The horizon gave way to land, and as they got closer, Connor recognised the shorelines. His wonder gave way to anxiety as they neared home. As they approached the last bend to the house, Connor gestured for Adonis to slow down.

“Wait,”

he asked. The board was a shining white, a very eye-catching colour.

Adonis slowed to a stop.

“Let’s leave the board here, on those rocks and swim in,”

Connor said. “I’d rather not announce my presence… just in case.”

Connor slipped into the water, his muscles groaning in protest after only a few seconds of effort to keep his head above water. Adonis rushed to him, and Connor wrapped his arms over his shoulders in relief.

Adonis brought them to the dock. Dawn had given way to early daylight, and Connor guessed it was around six in the morning. He kept his eyes peeled as they approached, scanning the water line, the bushes, and the path. He couldn’t see anyone in his bedroom window, the only one visible from the sea.

“Can you sense anyone?”

Connor whispered to Adonis.

Adonis shook his head. He was alert, scanning around them the same way Connor was. Nerves jittered through Connor as they reached the dock.

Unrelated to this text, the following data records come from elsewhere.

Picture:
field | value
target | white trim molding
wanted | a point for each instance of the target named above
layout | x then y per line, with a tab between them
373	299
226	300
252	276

“Remember what I said, okay? No falling for me as bait again if it comes to that.”

Connor’s feet touched the sandy shore, but Adonis’s grip tightened.

His gaze snapped to Connor, his gills flaring wide. From his expression, Connor guessed he’d just copped to the fact Connor had to leave him for this part. Adonis’s jaw tightened. “No,”

he said. He pulled Connor back to him.

“I’m going up there quietly, and if I see anything off, I’m coming straight back, okay?”

Connor cupped Adonis’s cheeks and pressed a kiss to his lips. “Right back, I promise. I need to see if they’re okay.”

Adonis’s top lip curled back in displeasure. “Laurence.”

“Yes, I need to see that Laurence is okay. Let me, okay? Let me.”

Connor slipped out of Adonis’s arms and floated to the shore. Adonis stayed quiet, which Connor was glad for. He crept his way up the sandy path to the house, pausing for a long time where he was hidden, and peeked through the branches, looking for signs of movement. He saw Trevor’s car parked next to the house. He waited a long time without spotting any movement before he continued his advance.